Sunday, July 15, 2012

Fathers, brothers and sisters


I read over so much in the Bible I am realizing that in a lifetime I could never read the whole thing and get the full weight what is there for us in Scripture. The Bible is an incredible book. I read the beginning of 1 Timothy 5 today and got annihilated in the first verse. I know I’ve read that a ton of times for some reason, today, I actually pictured what the verses were saying, and it was truly awesome:

1 Do not rebuke an older man but encourage him as you would a father, younger men as brothers,2 older women as mothers, younger women as sisters, in all purity.

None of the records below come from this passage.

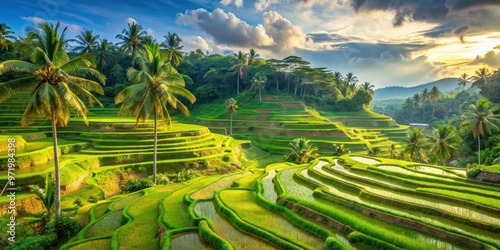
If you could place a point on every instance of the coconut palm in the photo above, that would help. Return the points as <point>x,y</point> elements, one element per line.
<point>302,151</point>
<point>231,107</point>
<point>480,77</point>
<point>368,87</point>
<point>86,41</point>
<point>259,82</point>
<point>156,85</point>
<point>56,83</point>
<point>434,94</point>
<point>239,68</point>
<point>131,38</point>
<point>416,144</point>
<point>444,143</point>
<point>480,119</point>
<point>5,35</point>
<point>463,80</point>
<point>174,49</point>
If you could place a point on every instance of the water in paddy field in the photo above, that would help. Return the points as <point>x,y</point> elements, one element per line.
<point>188,241</point>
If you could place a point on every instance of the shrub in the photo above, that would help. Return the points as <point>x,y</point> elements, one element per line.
<point>473,171</point>
<point>136,185</point>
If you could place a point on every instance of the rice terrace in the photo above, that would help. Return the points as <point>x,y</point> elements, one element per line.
<point>137,140</point>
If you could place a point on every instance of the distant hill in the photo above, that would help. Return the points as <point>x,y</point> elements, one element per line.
<point>444,85</point>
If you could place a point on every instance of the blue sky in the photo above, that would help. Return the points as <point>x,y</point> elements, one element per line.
<point>402,42</point>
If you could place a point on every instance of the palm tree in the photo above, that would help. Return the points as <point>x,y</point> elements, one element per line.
<point>174,49</point>
<point>258,82</point>
<point>239,68</point>
<point>156,85</point>
<point>415,145</point>
<point>480,119</point>
<point>102,54</point>
<point>86,41</point>
<point>5,35</point>
<point>480,77</point>
<point>252,56</point>
<point>56,82</point>
<point>131,38</point>
<point>231,106</point>
<point>463,80</point>
<point>302,151</point>
<point>434,94</point>
<point>444,143</point>
<point>368,87</point>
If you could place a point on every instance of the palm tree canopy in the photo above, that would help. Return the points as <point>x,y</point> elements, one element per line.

This is how we are to treat each other. You know what’s crazy? I’ve been around churches and Christians schools and Christian colleges and dorms and youth groups my whole life and I can verify that you don’t see this much if ever. This is one of those passages that you read over, maybe feel a little twinge of “That’s the way it should be”, and keep going with your read-thru. Maybe I’ll work on that a little. But for the first time I pictured it. “Do not rebuke an older man”. It didn’t take much to picture that. I’ve seen men angry at each other in all those circumstances, and I’ve seen some nasty stuff, yelling, accusations, lying, defensiveness, everything, even some cussin’ on a few occaisions. Rarely, if ever, is the one painted as the offending party treated as you would treat your father. I had to slow down and actually picture what it would look like if I thought my father was in the wrong and needed to be helped. Honestly, the very thought of it terrifies me. I pray that such a circumstance NEVER occurs. I would do anything to avoid it. I would overlook little things and give him the benefit of the doubt over and over. If it really did get there I would humbly and hesitantly approach him in the most respectful way imaginable. It’s a sad, sobering mental picture.  This passage clearly teaches that I should feel that way and act that way when I deal with anyone in the church.

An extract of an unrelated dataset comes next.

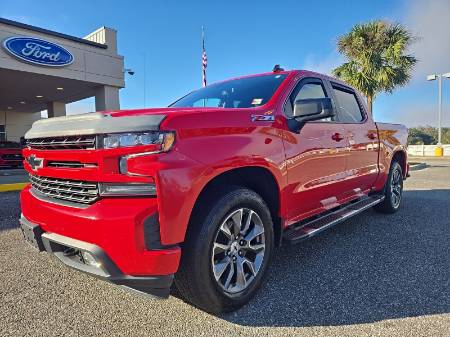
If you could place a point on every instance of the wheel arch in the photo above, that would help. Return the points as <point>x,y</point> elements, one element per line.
<point>400,156</point>
<point>256,178</point>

It goes far beyond just men older than me. I am to treat all men my age and younger as brothers. As hard as the part about treating men as fathers goes, this part is awesome to me. This is what I’ve wanted! This is what I’ve worked for in my own life in the past few years. This is what I desire most. This is the Christian brotherhood where I’ve found so much power. How in the world did I almost read right over this as if was some worthless maxim in a fortune cookie? But now it gets tougher. I have to ask a question of the text. What happens when I want true authentic raw brotherhood, but I find only a handful among the faith who genuinely want it as well? What do I do then? This is important because it is no hypothetical question. Is the reality of the broken institution we call the modern church. So what do I do? This particular spot in the Bible holds no answer. I need to constant guiding of the Spirit to know how to deal with this issue.

I am actually excited about the part concerning people younger that me. This must include the teens and this makes me happy. In my past position I was seen as an authority figure over the teens of the church. I was a paid “youth director”. To put it simply, it’s just not my style. I’m no good as a rule maker. But in a professional setting, one is needed and I can’t deny it. But this is a call for all the people of the church to treat those younger (think for a moment that this is the youth of the church) as younger brothers and sisters! Isn’t that how the after school group kind of felt a lot of the time?!? There weren’t really leaders! No wonder it was so powerful. It was the closest thing we ever had to what a biblical relationship between myself and them should be like. As awesome as that is, I am to have that with all people of the faith. To love and care like a brother. To respect like a brother. To defend and protect. Instead, we live out a faith that is near totally self-absorbed. Before all else, it is private (unlike a brother-sister relationship). After that it cares primarily for its own good. It rejects any form of correction. It resists transparency.  In short, it is nearly the exact opposite of what this passage calls for. No wonder teens leave the church in droves. God called them to be cared for by a host of brothers and in most cases they have no one willing to treat them that way. Their friends tell them what they want to hear. Everyone older acts like a parent to them or ignores them altogether, and their given leaders act like they are nothing more than authority figures in charge of keeping things “decent and in order”…couldn’t resist that one. I want a church that lives this out.

My two great questions are hard to answer. First, how did we get this way? Second, how do we take it back?